Aujourd'hui, on va parler d'un sujet qui nous a tous touchés à un moment ou un autre de notre vie : le syndrome de l'imposteur.
Qu'est-ce que c'est exactement ? Qu'en disent les études scientifiques à son sujet ? Quelles sont les pistes pour le surmonter ?
C'est ce qu'on va aborder ensemble dans cette nouvelle édition.
Sans plus attendre, c'est parti 👇
1) Le syndrome de l'imposteur dans nos vies
Le syndrome de l'imposteur c'est l'ensemble des pensées et des doutes qu'un individu talentueux et travailleur a vis-à-vis de son intellect, de ses compétences et de ses accomplissements.
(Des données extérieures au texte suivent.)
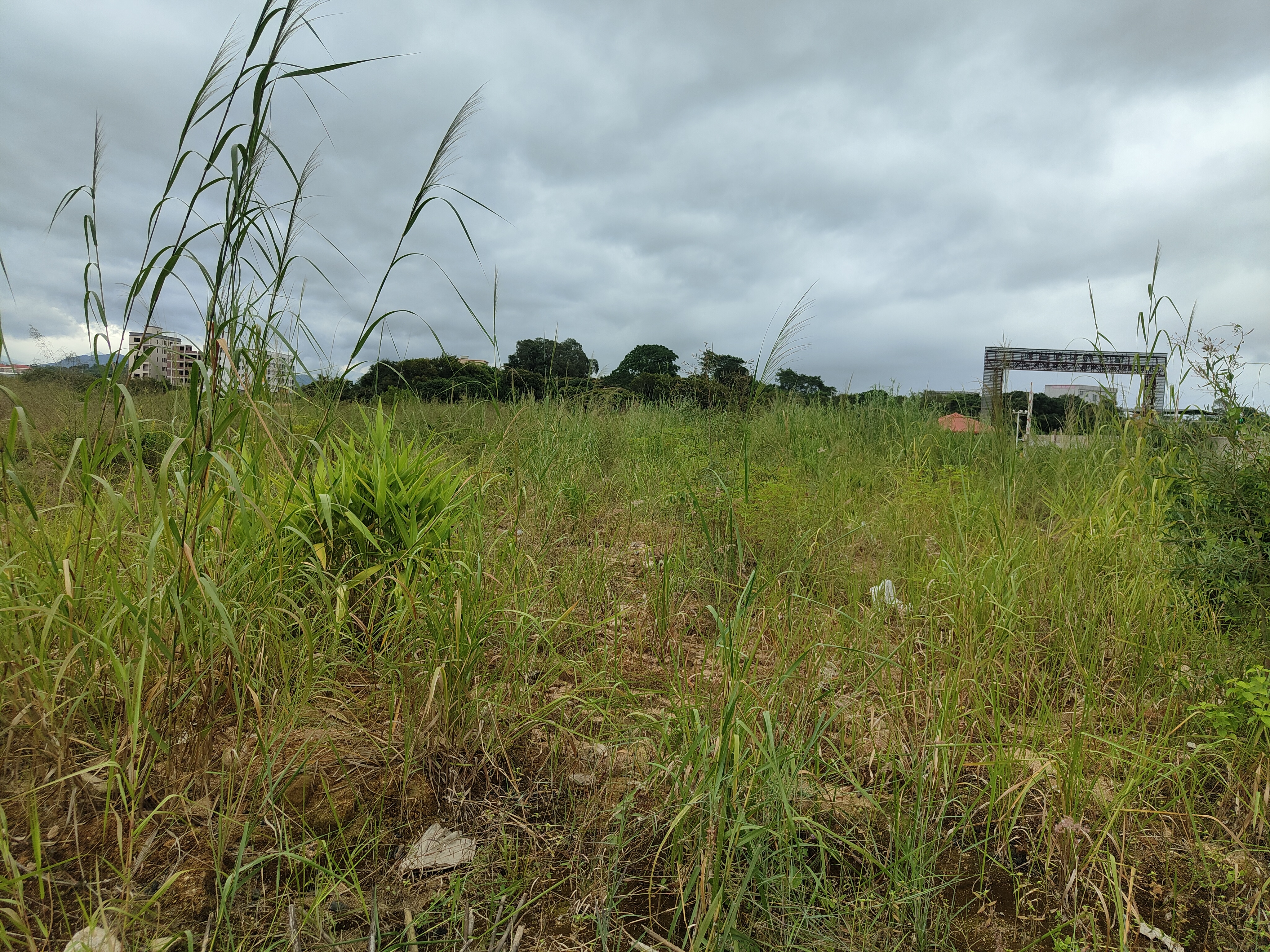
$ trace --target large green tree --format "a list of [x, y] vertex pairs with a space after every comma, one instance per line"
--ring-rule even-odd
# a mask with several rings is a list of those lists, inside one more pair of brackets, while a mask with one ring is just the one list
[[725, 387], [737, 387], [749, 382], [749, 368], [745, 360], [732, 354], [716, 354], [706, 350], [701, 354], [701, 373]]
[[582, 344], [573, 338], [517, 340], [516, 350], [507, 358], [507, 366], [541, 373], [544, 377], [589, 377], [599, 369], [599, 364], [587, 357]]
[[613, 383], [626, 385], [641, 373], [674, 376], [679, 372], [679, 355], [660, 344], [640, 344], [632, 348], [617, 368], [608, 374]]
[[819, 377], [813, 377], [809, 373], [799, 373], [787, 367], [776, 372], [776, 386], [791, 393], [800, 393], [801, 396], [833, 396], [838, 392], [837, 387], [831, 387]]

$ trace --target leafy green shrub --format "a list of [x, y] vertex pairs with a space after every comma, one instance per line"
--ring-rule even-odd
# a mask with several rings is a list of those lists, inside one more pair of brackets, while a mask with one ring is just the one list
[[1172, 472], [1168, 542], [1177, 576], [1226, 621], [1265, 626], [1270, 604], [1270, 468], [1189, 452]]
[[450, 538], [460, 482], [425, 442], [394, 446], [382, 409], [363, 420], [364, 437], [330, 442], [297, 487], [287, 523], [334, 571], [417, 567]]
[[1238, 734], [1242, 727], [1251, 744], [1270, 740], [1270, 669], [1248, 668], [1242, 679], [1226, 682], [1224, 703], [1196, 704], [1191, 711], [1201, 713], [1223, 737]]

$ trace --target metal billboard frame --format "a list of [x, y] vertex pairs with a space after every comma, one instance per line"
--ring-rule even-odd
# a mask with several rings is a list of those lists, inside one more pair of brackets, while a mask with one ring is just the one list
[[1044, 371], [1053, 373], [1124, 373], [1143, 378], [1142, 406], [1165, 409], [1165, 382], [1168, 354], [1133, 350], [1069, 350], [1021, 347], [986, 347], [983, 349], [983, 397], [979, 418], [992, 420], [1001, 409], [1001, 390], [1006, 371]]

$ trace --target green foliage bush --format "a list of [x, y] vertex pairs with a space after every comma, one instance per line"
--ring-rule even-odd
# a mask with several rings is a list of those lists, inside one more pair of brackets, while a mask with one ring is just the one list
[[585, 349], [573, 338], [517, 340], [516, 350], [507, 358], [507, 366], [512, 369], [533, 371], [544, 377], [589, 377], [599, 369], [599, 364], [587, 357]]
[[425, 442], [398, 443], [382, 409], [363, 420], [364, 435], [331, 439], [297, 484], [286, 522], [324, 567], [418, 567], [458, 519], [458, 480]]
[[1201, 447], [1175, 457], [1168, 541], [1177, 576], [1227, 621], [1257, 622], [1270, 605], [1270, 467]]
[[641, 374], [655, 374], [660, 377], [677, 377], [679, 374], [679, 355], [662, 344], [640, 344], [631, 348], [630, 353], [622, 358], [616, 369], [608, 374], [608, 382], [617, 386], [629, 386], [630, 382]]

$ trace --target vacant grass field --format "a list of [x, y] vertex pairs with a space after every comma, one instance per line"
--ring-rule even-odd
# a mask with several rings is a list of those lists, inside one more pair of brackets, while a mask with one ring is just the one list
[[1199, 707], [1264, 647], [1173, 581], [1167, 433], [295, 401], [198, 484], [146, 393], [81, 481], [13, 396], [9, 947], [1267, 944], [1265, 744]]
[[[356, 65], [291, 63], [310, 14], [215, 56], [121, 307], [100, 127], [57, 208], [94, 352], [165, 288], [206, 336], [178, 391], [0, 388], [5, 948], [1270, 948], [1264, 437], [271, 395], [316, 339], [273, 93]], [[405, 320], [428, 206], [471, 207], [476, 103], [328, 392]]]

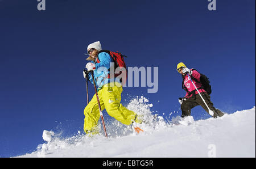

Le syndrome de l'imposteur peut tous nous toucher : homme comme femme, entrepreneur comme salarié...
Et il touche même ceux dont la réussite est la plus évidente et exemplaire.
Prenons l'exemple de l'humoriste Blanche Gardin.
En 2018 et 2019, elle obtient deux années de suite le prix Molière du théâtre.
Les salles de spectacle où elle apparaît sont systématiquement pleines.
Bref, à cette époque, sa carrière explose.
Pourtant, à cette même période, lors d'une interview musicale donnée au groupe de musique électronique Bon Entendeur, elle confesse : "J'ai souvent l'impression que tout ça, c'est un malentendu en fait"
Une marque évidente d'un syndrome de l'imposteur profond qui ne dit pas son nom.
Et c'est ça qui est le plus pernicieux : on n'a souvent pas conscience qu'on souffre de ce syndrome. Quand on le vit, il nous semble logique et justifié.
Pourtant, les conséquences de ces pensées négatives peuvent avoir des effets délétères sur notre santé psychologique.
Ce phénomène a eu un regain d'intérêt ces dernières années par la communauté scientifique.
Que disent les chercheurs à son sujet ?
2) Que disent les chercheurs du syndrome de l'imposteur ?
Ce syndrome a été identifié il y a près d'un demi-siècle, par Clance & Imes en 1978, qui décrivaient ses conséquences chez les femmes, à une époque où elles étaient de plus en plus nombreuses à accéder à des postes hautement qualifiés et prestigieux.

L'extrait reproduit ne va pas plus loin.